C’era qualcosa che non andava, qualcosa che gli ticchettava in testa, come l’annuncio tragico di una bomba nascosta.

Gaara era nudo, disponibile, pronto, con il ricordo quasi graffiante delle sue dita invadenti dentro, eppure…

Nella sua testa un continuo turbinare di immagini, sensi di colpa, paure.

Sasuke.

Lo amava? Si amavano? C’era davvero qualcosa tra loro? Nei sorrisi strafottenti, in quei momenti di passione incontenibile? Eppure con Sakura sicuramente non si era fatto troppi scrupoli, non aveva indugiato, non aveva pensato “non voglio tradire Naruto”. Che sciocchezze gli andava suggerendo quella sua testa sconclusionata?! Di lui, Sasuke, non ricordava neppure il nome, mentre scopava, ci avrebbe scommesso qualsiasi cosa.

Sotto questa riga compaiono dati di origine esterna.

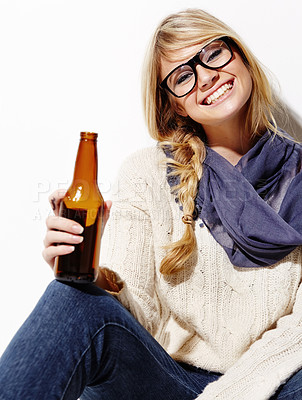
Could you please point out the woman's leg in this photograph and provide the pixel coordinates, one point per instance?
(292, 389)
(79, 338)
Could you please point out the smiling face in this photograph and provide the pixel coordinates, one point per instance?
(219, 96)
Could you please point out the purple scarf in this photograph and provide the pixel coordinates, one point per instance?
(253, 209)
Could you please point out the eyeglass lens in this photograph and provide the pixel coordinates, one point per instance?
(214, 55)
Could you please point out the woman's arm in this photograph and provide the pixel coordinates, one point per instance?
(268, 363)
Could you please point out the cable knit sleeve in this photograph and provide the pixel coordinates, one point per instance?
(127, 246)
(268, 363)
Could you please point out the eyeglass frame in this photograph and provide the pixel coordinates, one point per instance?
(197, 61)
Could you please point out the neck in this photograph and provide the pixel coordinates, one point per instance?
(230, 140)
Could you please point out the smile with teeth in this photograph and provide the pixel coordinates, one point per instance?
(218, 93)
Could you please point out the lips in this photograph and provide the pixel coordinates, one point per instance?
(218, 93)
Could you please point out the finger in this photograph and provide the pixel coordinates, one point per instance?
(107, 207)
(50, 253)
(57, 237)
(63, 224)
(55, 200)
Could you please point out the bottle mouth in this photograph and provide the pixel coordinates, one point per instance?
(89, 135)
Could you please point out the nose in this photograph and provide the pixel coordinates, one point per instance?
(206, 78)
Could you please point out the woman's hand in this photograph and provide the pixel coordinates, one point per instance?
(63, 230)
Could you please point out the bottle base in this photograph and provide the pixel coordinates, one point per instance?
(76, 278)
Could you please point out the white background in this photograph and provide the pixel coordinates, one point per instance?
(69, 66)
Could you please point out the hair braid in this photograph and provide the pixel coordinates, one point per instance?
(188, 155)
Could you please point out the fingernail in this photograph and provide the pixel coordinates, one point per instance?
(77, 229)
(77, 239)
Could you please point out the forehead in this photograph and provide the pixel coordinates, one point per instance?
(177, 57)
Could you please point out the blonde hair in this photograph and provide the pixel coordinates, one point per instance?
(182, 134)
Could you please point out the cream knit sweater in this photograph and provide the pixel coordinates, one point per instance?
(243, 322)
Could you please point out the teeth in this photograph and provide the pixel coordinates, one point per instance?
(218, 93)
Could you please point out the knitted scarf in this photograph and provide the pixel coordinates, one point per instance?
(253, 209)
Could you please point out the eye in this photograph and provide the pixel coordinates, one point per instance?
(183, 78)
(214, 54)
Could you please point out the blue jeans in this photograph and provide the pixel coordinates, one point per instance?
(79, 341)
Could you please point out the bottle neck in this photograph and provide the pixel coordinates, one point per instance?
(86, 166)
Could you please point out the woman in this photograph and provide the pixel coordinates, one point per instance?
(202, 246)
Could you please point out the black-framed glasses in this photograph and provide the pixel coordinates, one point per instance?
(182, 79)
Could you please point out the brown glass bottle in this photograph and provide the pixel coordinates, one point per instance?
(83, 203)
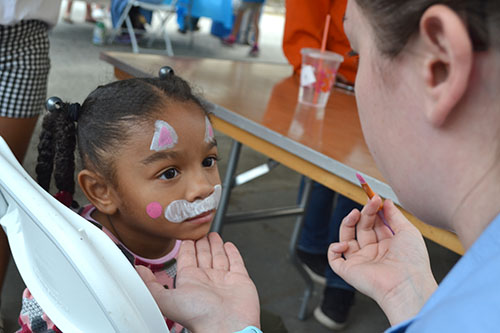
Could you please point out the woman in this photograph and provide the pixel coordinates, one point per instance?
(428, 94)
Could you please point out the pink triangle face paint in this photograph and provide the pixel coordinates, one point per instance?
(369, 192)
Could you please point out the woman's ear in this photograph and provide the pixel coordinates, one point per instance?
(448, 60)
(99, 191)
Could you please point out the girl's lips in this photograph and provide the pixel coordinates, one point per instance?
(202, 218)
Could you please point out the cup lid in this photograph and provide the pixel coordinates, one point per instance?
(75, 272)
(327, 55)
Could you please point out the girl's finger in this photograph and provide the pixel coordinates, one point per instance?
(236, 264)
(219, 256)
(187, 255)
(203, 254)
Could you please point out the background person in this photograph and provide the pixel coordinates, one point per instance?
(24, 69)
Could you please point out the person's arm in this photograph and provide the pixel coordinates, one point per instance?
(304, 25)
(394, 270)
(213, 291)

Si era preso la verginità di Sakura il giorno stesso in cui si era dichiarata, nel bagno del terzo piano, durante l’ora d’arte; mentre il professore illustrava il Barocco, lui le alzava la gonna, le scostava gli slip e la penetrava con uno di quei profilattici che regalavano in infermeria. Lee, barricato in bagno per uno dei suoi momenti di lotta e sconfitta con il lattosio, li aveva visti, aveva visto i movimenti bruschi di lui, quella decina di colpi rapidi, aveva sentito la cerniera dei pantaloni di Sasuke richiudersi poco dopo, e poi, da uno spiraglio tra il legno della porta e lo stipite ecco il volto di Sakura, rosso, le sua mani incerte, mentre si abbassava la gonna sulle cosce pallide chiedendo: “ora stiamo insieme, vero?” Lee Lo aveva raccontato agli altri; “Uchiha è una bestia” aveva sussurrato triste

A Naruto girava la testa, non riusciva a capire se stesso, figuriamoci quella testa di cazzo di Sasuke, e poi, oltre al problema Uchiha, permaneva quel senso di inadeguatezza e giudizio che gli piombava addosso quando si trovava di fronte a Gaara. Lo voleva o lo stava solo assecondando? Quanti uomini aveva ringraziato così, con il corpo? Quante volte lo aveva fatto solo per avere qualcosa in cambio? Gli piaceva davvero? Aveva mai avuto la possibilità di poter scegliere?